もしかして自死してしまったのではないか、奥さまの後を追われてしまったのではないかなどと考えてしまいました。
そんな風に心配するのも、僕自身が妻を喪って以来、自殺願望に囚われているからです。
僕自身の気持ちを通して、佐藤様の気持ちを推し量った結果、そういう心配に至りました。
自殺願望というと言い過ぎかもしれません。
自殺したいという気持ちではなく、早く死にたい、一日でも早く妻のところに逝きたいと考えています。

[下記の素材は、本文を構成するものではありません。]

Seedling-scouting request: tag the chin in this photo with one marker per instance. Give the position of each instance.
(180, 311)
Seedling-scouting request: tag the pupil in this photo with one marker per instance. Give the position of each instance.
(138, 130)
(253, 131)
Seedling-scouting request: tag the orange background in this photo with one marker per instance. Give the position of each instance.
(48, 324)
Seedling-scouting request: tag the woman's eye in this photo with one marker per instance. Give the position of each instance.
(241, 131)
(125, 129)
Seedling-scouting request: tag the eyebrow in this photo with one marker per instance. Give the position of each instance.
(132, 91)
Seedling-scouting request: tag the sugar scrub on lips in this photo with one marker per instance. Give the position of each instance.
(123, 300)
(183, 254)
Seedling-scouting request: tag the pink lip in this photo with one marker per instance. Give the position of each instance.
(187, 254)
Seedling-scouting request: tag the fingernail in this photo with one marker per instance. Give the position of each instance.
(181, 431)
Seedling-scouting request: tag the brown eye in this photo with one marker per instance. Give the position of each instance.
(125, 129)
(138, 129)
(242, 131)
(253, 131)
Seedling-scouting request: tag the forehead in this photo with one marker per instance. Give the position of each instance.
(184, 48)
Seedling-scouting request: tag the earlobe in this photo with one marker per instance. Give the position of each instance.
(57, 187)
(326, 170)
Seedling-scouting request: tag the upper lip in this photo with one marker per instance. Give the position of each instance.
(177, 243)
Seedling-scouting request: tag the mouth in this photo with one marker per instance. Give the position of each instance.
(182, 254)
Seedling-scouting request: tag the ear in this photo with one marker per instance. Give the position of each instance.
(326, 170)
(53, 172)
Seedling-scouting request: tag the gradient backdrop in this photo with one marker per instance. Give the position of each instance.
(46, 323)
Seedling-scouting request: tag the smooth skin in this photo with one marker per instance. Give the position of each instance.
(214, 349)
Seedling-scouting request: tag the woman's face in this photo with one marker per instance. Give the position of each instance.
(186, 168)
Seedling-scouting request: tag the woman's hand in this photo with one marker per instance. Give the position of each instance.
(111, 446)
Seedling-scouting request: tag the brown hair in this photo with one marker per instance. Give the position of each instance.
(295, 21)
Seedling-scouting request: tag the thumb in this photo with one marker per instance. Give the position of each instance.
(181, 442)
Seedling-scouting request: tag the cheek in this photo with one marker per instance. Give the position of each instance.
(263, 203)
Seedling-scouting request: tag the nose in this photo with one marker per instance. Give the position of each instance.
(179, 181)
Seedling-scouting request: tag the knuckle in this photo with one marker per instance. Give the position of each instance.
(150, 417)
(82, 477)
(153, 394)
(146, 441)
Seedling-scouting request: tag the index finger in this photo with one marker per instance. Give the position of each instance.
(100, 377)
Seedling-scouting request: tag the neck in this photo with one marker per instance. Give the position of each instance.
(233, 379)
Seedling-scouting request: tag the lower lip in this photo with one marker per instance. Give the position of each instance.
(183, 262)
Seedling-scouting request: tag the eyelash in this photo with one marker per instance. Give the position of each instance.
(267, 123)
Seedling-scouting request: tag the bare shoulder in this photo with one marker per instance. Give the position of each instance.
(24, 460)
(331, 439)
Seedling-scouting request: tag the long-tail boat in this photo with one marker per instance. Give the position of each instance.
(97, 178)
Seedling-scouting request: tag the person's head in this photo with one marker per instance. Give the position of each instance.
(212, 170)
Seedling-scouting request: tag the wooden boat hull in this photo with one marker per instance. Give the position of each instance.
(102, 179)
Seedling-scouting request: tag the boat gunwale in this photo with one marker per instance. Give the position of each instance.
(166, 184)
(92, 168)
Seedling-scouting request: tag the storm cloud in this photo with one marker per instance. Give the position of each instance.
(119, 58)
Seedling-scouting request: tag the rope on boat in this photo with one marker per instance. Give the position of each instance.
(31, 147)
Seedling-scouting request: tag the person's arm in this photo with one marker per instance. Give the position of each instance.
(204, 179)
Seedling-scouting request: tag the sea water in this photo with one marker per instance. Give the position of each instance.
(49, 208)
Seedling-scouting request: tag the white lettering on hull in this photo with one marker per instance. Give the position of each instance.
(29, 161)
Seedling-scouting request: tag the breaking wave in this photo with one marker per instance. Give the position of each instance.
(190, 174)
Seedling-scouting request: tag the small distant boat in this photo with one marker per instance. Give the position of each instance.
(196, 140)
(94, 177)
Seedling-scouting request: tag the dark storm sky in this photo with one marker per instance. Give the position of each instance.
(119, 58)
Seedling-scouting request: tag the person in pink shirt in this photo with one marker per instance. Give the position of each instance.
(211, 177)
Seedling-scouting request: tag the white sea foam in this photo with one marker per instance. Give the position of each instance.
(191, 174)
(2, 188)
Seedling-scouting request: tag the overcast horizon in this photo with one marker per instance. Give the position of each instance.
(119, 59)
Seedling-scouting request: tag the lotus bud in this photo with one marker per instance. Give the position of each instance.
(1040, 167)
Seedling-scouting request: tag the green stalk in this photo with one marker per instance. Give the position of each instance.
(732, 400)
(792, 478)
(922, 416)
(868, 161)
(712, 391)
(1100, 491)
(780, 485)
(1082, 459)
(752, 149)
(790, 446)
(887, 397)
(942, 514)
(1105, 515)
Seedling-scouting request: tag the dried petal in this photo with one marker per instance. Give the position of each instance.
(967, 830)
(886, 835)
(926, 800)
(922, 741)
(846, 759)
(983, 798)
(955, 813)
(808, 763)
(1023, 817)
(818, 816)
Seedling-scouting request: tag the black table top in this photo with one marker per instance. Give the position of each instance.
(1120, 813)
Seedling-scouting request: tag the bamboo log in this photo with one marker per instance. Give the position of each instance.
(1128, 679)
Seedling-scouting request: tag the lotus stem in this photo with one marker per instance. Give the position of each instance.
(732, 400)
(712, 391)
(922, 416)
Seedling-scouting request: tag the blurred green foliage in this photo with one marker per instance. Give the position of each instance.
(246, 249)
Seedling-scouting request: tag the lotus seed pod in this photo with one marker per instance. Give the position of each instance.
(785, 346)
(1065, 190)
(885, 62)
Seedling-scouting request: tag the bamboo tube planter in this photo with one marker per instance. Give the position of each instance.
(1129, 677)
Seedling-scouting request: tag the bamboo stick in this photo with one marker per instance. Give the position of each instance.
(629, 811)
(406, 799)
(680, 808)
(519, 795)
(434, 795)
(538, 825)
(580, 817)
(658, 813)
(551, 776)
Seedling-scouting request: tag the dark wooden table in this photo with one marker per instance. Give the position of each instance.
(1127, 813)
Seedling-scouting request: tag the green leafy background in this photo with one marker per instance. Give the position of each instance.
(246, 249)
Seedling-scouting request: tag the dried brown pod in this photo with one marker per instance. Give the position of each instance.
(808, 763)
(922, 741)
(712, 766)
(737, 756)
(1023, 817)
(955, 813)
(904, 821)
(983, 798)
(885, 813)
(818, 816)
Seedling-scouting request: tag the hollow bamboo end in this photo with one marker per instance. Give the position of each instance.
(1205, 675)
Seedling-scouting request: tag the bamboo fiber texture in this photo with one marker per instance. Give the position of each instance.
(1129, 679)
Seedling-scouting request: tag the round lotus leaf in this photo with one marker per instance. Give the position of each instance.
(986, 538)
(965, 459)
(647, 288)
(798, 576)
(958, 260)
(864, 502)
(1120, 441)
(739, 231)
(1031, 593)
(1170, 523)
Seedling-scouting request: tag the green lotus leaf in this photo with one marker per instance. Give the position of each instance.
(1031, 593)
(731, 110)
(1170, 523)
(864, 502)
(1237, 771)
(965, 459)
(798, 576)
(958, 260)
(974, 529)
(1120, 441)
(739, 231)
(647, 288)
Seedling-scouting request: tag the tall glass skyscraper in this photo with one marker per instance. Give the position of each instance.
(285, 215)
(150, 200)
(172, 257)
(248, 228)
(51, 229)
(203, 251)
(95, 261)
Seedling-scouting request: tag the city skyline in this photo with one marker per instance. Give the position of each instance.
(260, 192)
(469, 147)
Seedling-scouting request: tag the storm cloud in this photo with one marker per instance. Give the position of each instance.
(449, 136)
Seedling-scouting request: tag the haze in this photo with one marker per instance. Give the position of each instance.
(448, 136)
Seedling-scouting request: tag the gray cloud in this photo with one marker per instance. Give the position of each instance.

自殺願望というより、希死念慮と言った方が適切でしょう。
何はともあれ、佐藤様が挽歌を更新されたことに安堵しました。
ヴィクトール・フランクルの「夜と霧」は、妻の生前から、僕の愛読書のひとつでした。
先日挽歌で取り上げていらっしゃった「それでも人生にイエスと言う」は、読んだことがありません。
今後も読む気にはなれません。
妻を亡くした僕には「それでも人生にイエスと言う」ことができないからです。
イエスと言えない余生をどうやってやり過ごして行ったらいいのか。
暗中模索の日々を送っています。
先の見えないトンネルに入りこんだかのようです。
投稿: ぷーちゃん | 2012/05/25 20:06
ぶーちゃん
ご心配をおかけしました。
私は、節子に会えただけでも、人生にイエスです。
ぶーちゃんも、きっとそうですよね。
しかし、にもかかわらず、別れが早すぎたことへの思いは複雑です。
その点は、私もぶーちゃんと思いが同じかもしれません。
まだまだ私も暗中模索感から抜け出せません。